Detailed Design of the Charleston Dam
Water security for the North has taken a momentus step forward following the announcement of funding for the Charleston Dam in the Georgetown/Forsayth locality.
CDM Smith was engaged by Etheridge Shire Council (ESC) to conduct topographical survey, geotechnical investigation, detailed design and construction management services. CDM Smith managed and led the detailed design component of the project with structural design, survey and geotechnical investigation in put provided by a subconsultant.
The purpose of the Charleston Dam is to supply town water to Forsayth via a pump and pipe arrangement and to Georgetown via release of stored water from the dam to replenish the river bed and sand aquifers. Georgetown will extract water via an already operating spea system in the Etheridge River, downstream of the confluence with the Delaney River: Based on projected future demands, (demand and yield assessment conducted by others) a 6,700 ML storage volume provides 95% reliability of yield.
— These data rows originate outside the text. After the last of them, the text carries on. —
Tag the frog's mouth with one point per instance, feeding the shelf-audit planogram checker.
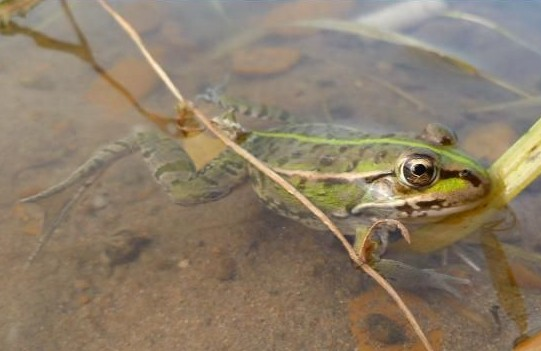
(401, 208)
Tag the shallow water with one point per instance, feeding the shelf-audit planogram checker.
(231, 275)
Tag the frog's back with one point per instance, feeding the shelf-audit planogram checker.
(322, 148)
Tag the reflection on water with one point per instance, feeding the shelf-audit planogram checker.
(129, 270)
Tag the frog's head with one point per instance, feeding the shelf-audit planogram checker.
(431, 178)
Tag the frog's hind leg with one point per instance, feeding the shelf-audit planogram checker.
(83, 177)
(175, 171)
(370, 244)
(170, 164)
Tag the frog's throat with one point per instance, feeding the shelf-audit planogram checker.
(411, 208)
A hardfill dam embankment was conceptualised by CDM Smith over the original earth embankment concept design (by others) as no clay borrow source was identified within a cost effective haulage distance. Trial mixes consisting of local weathered granite material were formulated with test results confirming suitability for construction of a hardfill embankment. This approach avoided the need to open a quarry to source large volumes of aggregate and significantly reduced the cement volume required compared to a mass concrete or roller compacted concrete embankment.
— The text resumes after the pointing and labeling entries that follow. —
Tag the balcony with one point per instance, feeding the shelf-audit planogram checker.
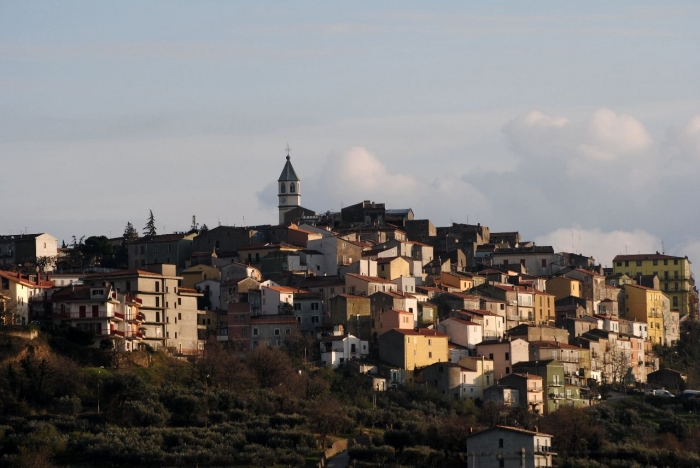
(87, 315)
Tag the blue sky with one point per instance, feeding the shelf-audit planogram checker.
(545, 117)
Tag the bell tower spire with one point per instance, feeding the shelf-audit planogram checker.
(288, 188)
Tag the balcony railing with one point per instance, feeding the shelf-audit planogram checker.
(84, 315)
The investment in critical infrastructure in Etheridge Shire is wonder news for communities right across the North-West
The Charleston Dam design was designed in accordance with guidelines produced by the Australian National Committee on Large Dams (ANCOLD). In accordance with the guidelines, Charleston Dam was classed as a High C hazard dam and a 1:10,000 Annual Exceedance Probability (AEP) acceptable flood capacity applied.